Saat perang berkecamuk, tak ada satupun yang bisa menjamin nasib dan nyawa kita. Bisa jadi saat sedang berjalan santai, tiba-tiba saja harus berlari saat mendengar suara letusan senapan. Jangankan berusaha untuk balik badan balas menembak, menoleh kebelakang dan melihat siapa si penembak pun tak sempat. Yang penting lari dulu, cari tempat persembunyian yang aman, baru kemudian dipikirkan harus berbuat apa.

Ini yang dirasakan oleh Fionn Whitehead (Tommy) dalam adegan awal film. Dalam sekejap mata, semua temannya tewas tertembak. Itulah perang.

Fionn Whitehead

Christopher Nolan memang jenius. Ia bisa menyajikan suasana mencekam dimana kita seolah-olah merasakan situasi dan drama yang terjadi di layar kaca. Nolan pun piawai dalam memainkan ritme sehingga kita betul-betul hanyut dalam alur cerita. Ulah Nolan ini membuat saya teringat pada adegan di Interstellar, dimana saat Cooper (Matthew McConaughey) terlambat kembali ke pesawat hanya beberapa menit saja, tapi ia musti menerima kenyataan bahwa teori relativitas khususnya soal perbedaan waktu antara dirinya dengan bumi betul-betul terjadi. Ia menemukan bahwa anak-anaknya yang saat ia tinggalkan masih kecil ternyata sudah berumur (dewasa).

Nyesek-nya itu bener-bener terasa gan…

Dalam Dunkirk, kita bisa merasakan bagaimana kegundahan sang pilot Spitfire, Farrier (Tom Hardy) yang ragu apakah ia akan berbalik kembali ke base karena bahan bakarnya sudah mau habis (ditambah dengan kenyataan bahwa panel indikator-nya sudah rusak), atau melakukan manuver untuk menghabisi pesawat pemburu yang mengincar ribuan tentara dibawah yang sedang berusaha dievakuasi.

Atmosfir perang akan memberikan tekanan tersendiri pada seseorang yang berimbas pada munculnya sifat oportunis dan hilangnya akal sehat. Ini terjadi pada Alex (Harry Styles) yang memaksa, bahkan mengancam untuk membunuh Gibson (Aneurin Barnard) untuk turun dari kapal supaya mereka selamat.

Overall, Dunkirk itu bagus. Dijamin anda tidak akan menyesal telah mengeluarkan sejumlah uang untuk membeli tiket bioskop untuk menonton film ini. Seorang teman saya pernah berkata, “film itu bagus apabila sesudah menontonnya kita bisa petik sesuatu dari situ, entah hikmahnya atau hal lain”.

Tak banyak hikmah yang bisa saya tarik dari Dunkirk, selain ungkapan rasa syukur yang saya sebutkan diawal tadi.
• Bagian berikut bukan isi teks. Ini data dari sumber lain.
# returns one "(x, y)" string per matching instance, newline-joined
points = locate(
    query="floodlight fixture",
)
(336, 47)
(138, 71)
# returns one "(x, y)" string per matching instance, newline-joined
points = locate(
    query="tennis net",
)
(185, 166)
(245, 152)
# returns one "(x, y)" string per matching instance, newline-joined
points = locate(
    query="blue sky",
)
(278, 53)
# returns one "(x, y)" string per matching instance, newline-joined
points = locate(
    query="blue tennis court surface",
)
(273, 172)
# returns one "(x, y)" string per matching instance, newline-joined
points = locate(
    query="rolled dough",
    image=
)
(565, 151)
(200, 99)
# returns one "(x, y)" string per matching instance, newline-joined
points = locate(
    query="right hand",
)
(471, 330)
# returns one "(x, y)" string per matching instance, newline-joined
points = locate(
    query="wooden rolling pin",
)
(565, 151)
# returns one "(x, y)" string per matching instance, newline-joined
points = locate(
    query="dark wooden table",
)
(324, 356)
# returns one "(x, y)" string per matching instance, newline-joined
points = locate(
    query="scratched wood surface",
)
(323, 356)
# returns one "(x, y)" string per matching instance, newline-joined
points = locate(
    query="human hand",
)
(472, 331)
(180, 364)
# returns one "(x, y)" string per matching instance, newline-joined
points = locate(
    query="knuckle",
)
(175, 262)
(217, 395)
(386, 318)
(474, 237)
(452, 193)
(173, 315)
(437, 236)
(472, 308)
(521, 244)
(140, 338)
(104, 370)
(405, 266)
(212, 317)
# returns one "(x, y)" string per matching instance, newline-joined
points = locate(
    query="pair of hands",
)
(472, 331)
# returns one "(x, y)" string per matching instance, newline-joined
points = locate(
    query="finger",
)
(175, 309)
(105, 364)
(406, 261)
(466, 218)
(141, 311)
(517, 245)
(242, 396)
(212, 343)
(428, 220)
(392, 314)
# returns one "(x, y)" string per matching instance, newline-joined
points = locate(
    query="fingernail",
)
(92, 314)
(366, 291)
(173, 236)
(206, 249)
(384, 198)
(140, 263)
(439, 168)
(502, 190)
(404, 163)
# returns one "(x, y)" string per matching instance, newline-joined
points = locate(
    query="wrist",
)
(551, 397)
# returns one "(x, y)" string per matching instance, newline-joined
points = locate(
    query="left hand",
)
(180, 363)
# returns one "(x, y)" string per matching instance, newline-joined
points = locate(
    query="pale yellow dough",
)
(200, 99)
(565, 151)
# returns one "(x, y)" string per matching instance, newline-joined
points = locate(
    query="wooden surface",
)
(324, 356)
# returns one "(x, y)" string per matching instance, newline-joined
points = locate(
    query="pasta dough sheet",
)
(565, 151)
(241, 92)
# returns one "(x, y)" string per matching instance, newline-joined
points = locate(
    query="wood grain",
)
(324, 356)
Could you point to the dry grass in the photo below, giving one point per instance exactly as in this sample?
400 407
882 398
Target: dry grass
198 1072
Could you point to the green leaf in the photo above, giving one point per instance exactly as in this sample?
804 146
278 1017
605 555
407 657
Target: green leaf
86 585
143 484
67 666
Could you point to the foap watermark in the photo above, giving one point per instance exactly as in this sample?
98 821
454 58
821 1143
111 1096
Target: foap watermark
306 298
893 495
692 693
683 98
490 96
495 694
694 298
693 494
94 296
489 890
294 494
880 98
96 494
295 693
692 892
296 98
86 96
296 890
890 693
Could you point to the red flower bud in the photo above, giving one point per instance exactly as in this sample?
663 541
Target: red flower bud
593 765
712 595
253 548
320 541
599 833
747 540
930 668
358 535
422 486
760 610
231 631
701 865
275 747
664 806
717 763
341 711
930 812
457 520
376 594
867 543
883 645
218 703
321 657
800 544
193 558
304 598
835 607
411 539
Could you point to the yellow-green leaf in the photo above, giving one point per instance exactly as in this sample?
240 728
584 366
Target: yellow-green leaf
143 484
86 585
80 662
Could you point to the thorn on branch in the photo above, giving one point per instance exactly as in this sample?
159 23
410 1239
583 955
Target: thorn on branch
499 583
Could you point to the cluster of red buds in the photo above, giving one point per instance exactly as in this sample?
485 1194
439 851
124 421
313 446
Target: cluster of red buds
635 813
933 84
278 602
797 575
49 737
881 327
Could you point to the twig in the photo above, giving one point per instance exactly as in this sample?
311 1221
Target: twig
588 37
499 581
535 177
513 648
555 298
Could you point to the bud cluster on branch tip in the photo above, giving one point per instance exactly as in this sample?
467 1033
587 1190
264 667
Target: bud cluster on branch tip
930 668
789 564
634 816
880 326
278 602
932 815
Saya benar-benar tidak bisa membayangkan apabila diri saya yang berada di medan pertempuran itu, dimana jantung pasti berdegup kencang, harap-harap cemas, takut, khawatir dan lain-lain. 

"Apa rasanya saat anda mendengar suara pesawat pembom datang yang pertanda mungkin saja ajal anda sudah dekat?"

Maka saya heran saat beberapa waktu yang lalu secara tak sengaja saya menemukan foto profil seseorang di medsos yang dengan bangga mengenakan topeng dan berpose membawa senjata (terakhir terkonfirmasi akun tersebut adalah personil yang terjerumus ISIS). Saya berpikir, apa iya si orang itu betul-betul paham apa rasanya perang? Apa iya dia tahu bahwa disaat kita melangkahkan kaki berangkat ke medan peperangan, anggota keluarga dirumah terus menanti dengan berdoa tiada henti kepada-NYa memohon keselamatan atas kita?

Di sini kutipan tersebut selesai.